Observed External Patterns

  • lm-evaluation-harness exposes bootstrap-based stderr reporting (bootstrap_iters) in evaluator code, so public claims can report uncertainty, not only point estimates.
    • Source: https://raw.githubusercontent.com/EleutherAI/lm-evaluation-harness/main/lm_eval/evaluator.py
  • SWE-bench moved to a containerized harness for reproducible evaluations and documents Docker as the standard evaluation environment.
    • Source: https://raw.githubusercontent.com/SWE-bench/SWE-bench/main/README.md
  • SWE-bench keeps some test evaluation private (for leaderboard submission) and uses a curated verified subset for reliable comparisons.
    • Source: https://raw.githubusercontent.com/SWE-bench/SWE-bench/main/README.md
    • Source: https://www.swebench.com/verified.html
  • SWE-bench-Live states monthly updates while preserving frozen lite/verified splits for stable leaderboard comparisons.
    • Source: https://swe-bench-live.github.io/

Current Mapping In This Addendum

  • Deterministic split + contamination controls: implemented.
  • Public-vs-full release visibility and heldout commitments: implemented.
  • Run bundle checksums and explicit release checklist/failure policy: implemented.
  • Pass@k protocol and multi-model suite runner: implemented.
  • Infra-vs-model failure accounting and retry policy: implemented.
  • Bootstrap confidence intervals on primary verification metrics: implemented.
  • Per-repo replay profiles (policy overrides by repo/Lean version with strict matching mode): implemented.
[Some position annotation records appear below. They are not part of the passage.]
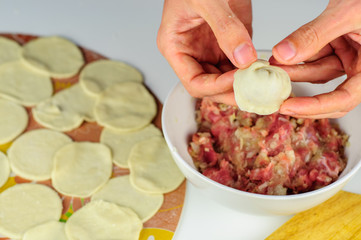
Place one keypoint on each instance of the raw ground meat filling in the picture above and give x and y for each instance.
(272, 154)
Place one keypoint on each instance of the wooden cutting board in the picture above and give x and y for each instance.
(163, 224)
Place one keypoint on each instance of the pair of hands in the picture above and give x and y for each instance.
(205, 41)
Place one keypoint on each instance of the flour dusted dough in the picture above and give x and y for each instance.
(4, 169)
(27, 205)
(31, 154)
(119, 190)
(152, 168)
(52, 230)
(81, 168)
(99, 75)
(102, 220)
(53, 55)
(125, 106)
(66, 110)
(261, 88)
(122, 142)
(13, 120)
(9, 50)
(22, 85)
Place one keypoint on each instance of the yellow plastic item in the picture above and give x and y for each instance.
(337, 218)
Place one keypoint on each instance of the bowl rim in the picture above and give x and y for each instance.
(340, 181)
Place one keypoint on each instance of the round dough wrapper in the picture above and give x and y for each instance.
(103, 220)
(99, 75)
(81, 168)
(53, 55)
(125, 106)
(121, 143)
(66, 110)
(119, 190)
(31, 154)
(261, 88)
(9, 50)
(13, 120)
(22, 85)
(52, 230)
(27, 205)
(4, 169)
(152, 168)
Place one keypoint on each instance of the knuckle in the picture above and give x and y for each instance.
(308, 35)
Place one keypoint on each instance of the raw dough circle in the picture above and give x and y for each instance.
(52, 230)
(152, 168)
(13, 120)
(4, 169)
(53, 55)
(81, 168)
(261, 88)
(119, 190)
(122, 142)
(99, 75)
(27, 205)
(103, 220)
(31, 154)
(66, 110)
(22, 85)
(125, 106)
(9, 50)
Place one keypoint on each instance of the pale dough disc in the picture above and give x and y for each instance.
(103, 220)
(121, 143)
(53, 55)
(152, 168)
(31, 154)
(13, 120)
(81, 168)
(52, 230)
(9, 50)
(99, 75)
(125, 106)
(261, 88)
(119, 190)
(22, 85)
(66, 110)
(27, 205)
(4, 169)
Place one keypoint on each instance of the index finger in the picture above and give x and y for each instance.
(335, 104)
(199, 83)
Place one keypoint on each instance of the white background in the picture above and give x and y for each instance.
(126, 31)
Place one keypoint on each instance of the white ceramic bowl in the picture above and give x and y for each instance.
(178, 122)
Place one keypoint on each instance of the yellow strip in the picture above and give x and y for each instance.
(11, 182)
(155, 234)
(5, 147)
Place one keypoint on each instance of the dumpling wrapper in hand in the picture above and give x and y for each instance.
(261, 88)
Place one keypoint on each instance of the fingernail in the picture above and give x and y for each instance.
(287, 112)
(273, 61)
(244, 54)
(286, 50)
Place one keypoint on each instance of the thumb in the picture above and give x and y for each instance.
(230, 24)
(309, 39)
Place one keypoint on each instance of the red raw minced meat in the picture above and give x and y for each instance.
(272, 154)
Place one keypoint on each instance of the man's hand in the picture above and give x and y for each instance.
(329, 46)
(204, 41)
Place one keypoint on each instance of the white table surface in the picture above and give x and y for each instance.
(127, 30)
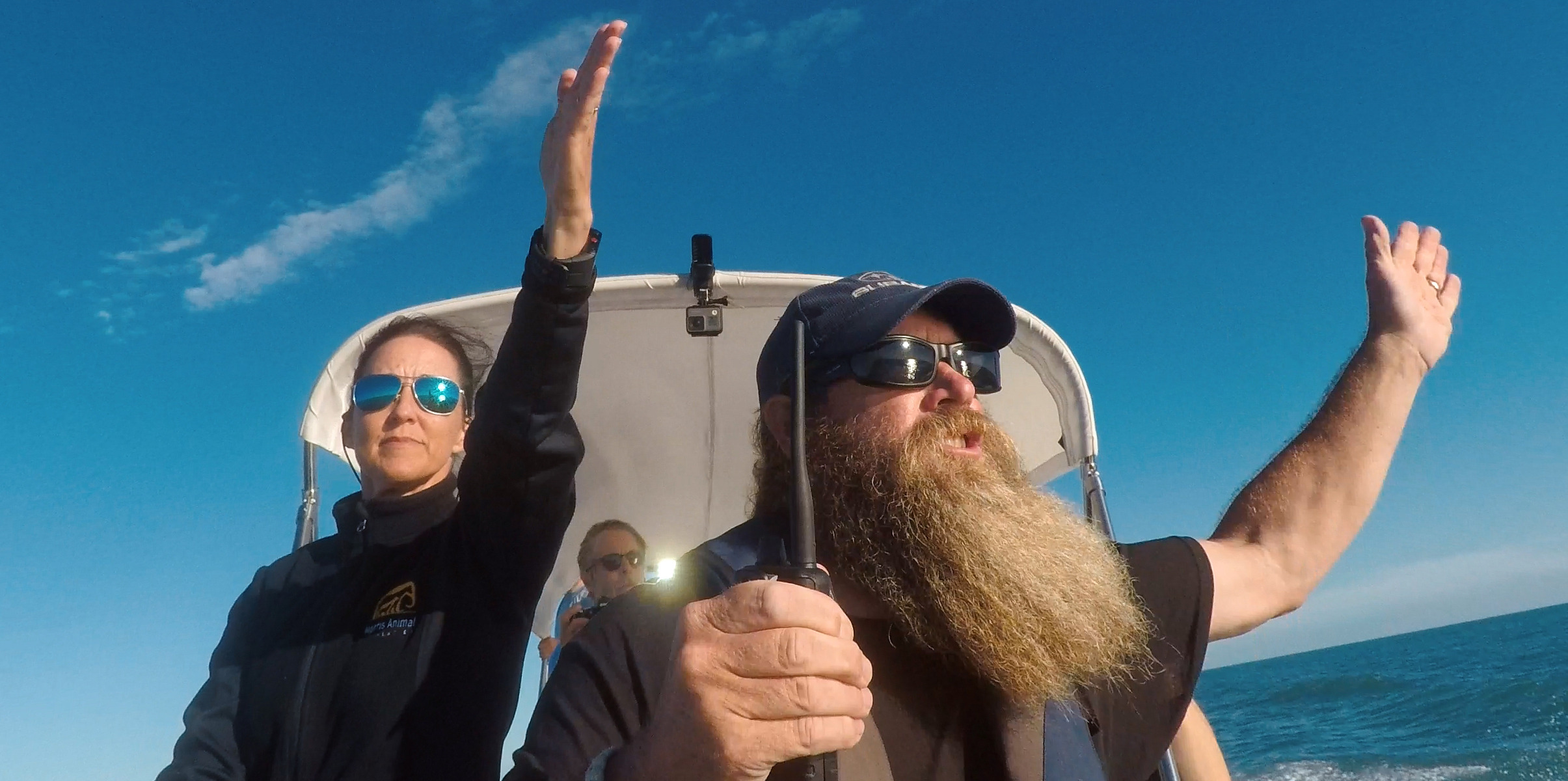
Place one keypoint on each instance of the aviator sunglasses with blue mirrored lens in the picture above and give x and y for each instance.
(905, 361)
(433, 394)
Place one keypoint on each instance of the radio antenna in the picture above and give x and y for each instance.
(805, 521)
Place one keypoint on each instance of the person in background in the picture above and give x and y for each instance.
(610, 562)
(1197, 752)
(394, 648)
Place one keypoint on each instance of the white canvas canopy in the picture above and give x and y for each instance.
(668, 418)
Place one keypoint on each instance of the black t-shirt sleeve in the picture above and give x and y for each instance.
(1134, 722)
(602, 689)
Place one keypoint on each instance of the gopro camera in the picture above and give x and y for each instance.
(708, 316)
(705, 320)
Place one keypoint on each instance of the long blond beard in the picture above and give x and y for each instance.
(971, 560)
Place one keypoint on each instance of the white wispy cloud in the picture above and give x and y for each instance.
(453, 139)
(167, 239)
(1413, 596)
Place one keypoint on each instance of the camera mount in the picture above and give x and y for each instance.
(708, 316)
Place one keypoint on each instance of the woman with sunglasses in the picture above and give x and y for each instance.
(394, 646)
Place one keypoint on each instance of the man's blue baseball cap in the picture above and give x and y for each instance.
(852, 314)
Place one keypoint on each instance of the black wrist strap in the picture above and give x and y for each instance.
(568, 278)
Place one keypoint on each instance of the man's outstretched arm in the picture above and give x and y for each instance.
(1288, 527)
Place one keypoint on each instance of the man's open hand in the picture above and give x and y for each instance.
(567, 158)
(1410, 292)
(764, 673)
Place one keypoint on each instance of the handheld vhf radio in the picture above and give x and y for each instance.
(804, 554)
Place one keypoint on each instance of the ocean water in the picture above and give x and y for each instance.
(1484, 700)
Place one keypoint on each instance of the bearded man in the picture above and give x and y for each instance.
(1008, 638)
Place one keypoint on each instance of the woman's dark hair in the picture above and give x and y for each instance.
(469, 350)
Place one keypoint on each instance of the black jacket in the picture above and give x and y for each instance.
(394, 648)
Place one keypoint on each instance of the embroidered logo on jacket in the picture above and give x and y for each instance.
(397, 603)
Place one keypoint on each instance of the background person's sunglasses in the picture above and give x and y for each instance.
(433, 394)
(905, 361)
(612, 562)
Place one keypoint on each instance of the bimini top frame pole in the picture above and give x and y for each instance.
(309, 502)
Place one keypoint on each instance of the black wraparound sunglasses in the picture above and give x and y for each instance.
(905, 361)
(614, 562)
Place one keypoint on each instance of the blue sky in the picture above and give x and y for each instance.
(1175, 190)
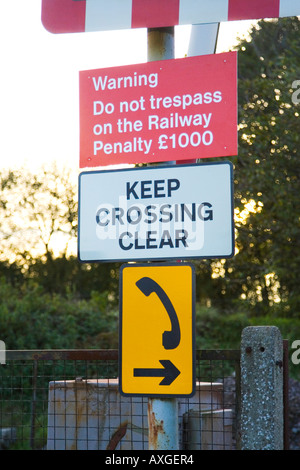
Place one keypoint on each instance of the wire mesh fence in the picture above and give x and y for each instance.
(67, 400)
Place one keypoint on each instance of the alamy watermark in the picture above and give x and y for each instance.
(296, 354)
(296, 93)
(2, 352)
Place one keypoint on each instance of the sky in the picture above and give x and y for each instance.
(39, 80)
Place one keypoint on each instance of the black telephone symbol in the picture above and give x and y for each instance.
(171, 339)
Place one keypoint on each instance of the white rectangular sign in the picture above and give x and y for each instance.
(165, 212)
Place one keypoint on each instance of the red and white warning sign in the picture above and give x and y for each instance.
(159, 111)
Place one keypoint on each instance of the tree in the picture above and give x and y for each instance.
(38, 213)
(267, 169)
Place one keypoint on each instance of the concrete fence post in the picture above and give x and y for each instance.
(262, 421)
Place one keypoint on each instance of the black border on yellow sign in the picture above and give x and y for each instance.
(151, 264)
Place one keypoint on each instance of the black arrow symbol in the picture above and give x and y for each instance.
(169, 372)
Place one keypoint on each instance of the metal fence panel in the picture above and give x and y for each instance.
(69, 400)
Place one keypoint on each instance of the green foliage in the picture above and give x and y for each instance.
(34, 319)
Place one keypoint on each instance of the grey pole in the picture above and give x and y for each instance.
(162, 412)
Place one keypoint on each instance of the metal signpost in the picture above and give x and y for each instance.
(153, 192)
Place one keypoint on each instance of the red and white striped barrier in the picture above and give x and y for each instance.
(66, 16)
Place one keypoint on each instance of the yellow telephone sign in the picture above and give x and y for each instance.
(157, 311)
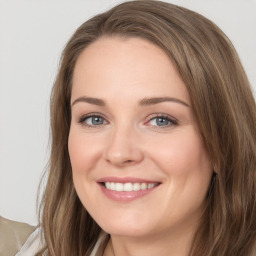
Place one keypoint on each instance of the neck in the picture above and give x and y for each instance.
(179, 245)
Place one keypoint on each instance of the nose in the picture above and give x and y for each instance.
(123, 148)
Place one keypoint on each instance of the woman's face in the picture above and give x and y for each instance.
(139, 165)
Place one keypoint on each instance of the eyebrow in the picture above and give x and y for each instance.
(157, 100)
(143, 102)
(90, 100)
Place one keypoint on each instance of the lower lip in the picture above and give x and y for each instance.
(126, 196)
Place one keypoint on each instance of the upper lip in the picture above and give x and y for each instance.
(125, 180)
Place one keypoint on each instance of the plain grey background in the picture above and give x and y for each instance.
(32, 36)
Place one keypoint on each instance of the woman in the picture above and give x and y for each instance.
(153, 139)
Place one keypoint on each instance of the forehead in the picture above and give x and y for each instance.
(130, 66)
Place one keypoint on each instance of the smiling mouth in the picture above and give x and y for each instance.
(128, 187)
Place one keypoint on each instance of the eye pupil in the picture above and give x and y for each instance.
(97, 120)
(162, 121)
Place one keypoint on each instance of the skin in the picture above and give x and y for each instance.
(129, 142)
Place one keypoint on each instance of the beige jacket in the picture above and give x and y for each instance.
(12, 236)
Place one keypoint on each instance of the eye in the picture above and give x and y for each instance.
(93, 120)
(162, 121)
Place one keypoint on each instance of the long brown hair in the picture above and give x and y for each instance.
(224, 109)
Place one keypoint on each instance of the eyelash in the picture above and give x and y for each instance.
(91, 115)
(171, 121)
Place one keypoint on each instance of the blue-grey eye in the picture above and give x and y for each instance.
(94, 120)
(160, 121)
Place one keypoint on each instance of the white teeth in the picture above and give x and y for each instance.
(129, 186)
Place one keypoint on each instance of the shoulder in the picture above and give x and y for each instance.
(13, 235)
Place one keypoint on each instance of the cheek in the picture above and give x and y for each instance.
(182, 154)
(83, 152)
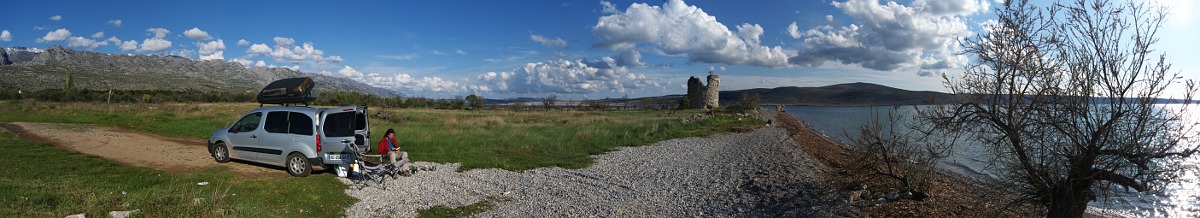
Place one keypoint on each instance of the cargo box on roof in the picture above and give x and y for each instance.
(288, 91)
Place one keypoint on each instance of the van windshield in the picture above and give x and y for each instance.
(339, 125)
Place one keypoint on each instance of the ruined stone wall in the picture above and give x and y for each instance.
(711, 94)
(696, 91)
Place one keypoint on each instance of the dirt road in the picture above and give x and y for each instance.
(172, 155)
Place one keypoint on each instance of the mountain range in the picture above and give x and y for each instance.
(24, 68)
(31, 68)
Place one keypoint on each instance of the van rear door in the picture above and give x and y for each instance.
(339, 127)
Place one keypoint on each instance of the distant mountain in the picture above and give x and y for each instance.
(855, 94)
(24, 68)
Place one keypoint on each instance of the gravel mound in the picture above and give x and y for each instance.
(756, 174)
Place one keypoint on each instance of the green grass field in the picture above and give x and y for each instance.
(46, 181)
(72, 182)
Remaining Gap To Match Top Public Leaderboards

  • Repository-context replay is first-pass (not yet full-project CI replay at leaderboard scale).
  • No fully pinned container image including Lean toolchain and per-repo replay runtime matrix yet.
  • Large-scale distributed execution and governance workflow for public submissions is not yet implemented.

Recommendation

  • Keep current release mode as beta for strict executable filtering and protocol validation.
  • Promote to public leaderboard mode only after adding:
    • pinned replay runtime image (including Lean/toolchain expectations),
    • larger heldout suite runs with stable model/runtime pinning,
    • distributed replay execution + submission governance policy.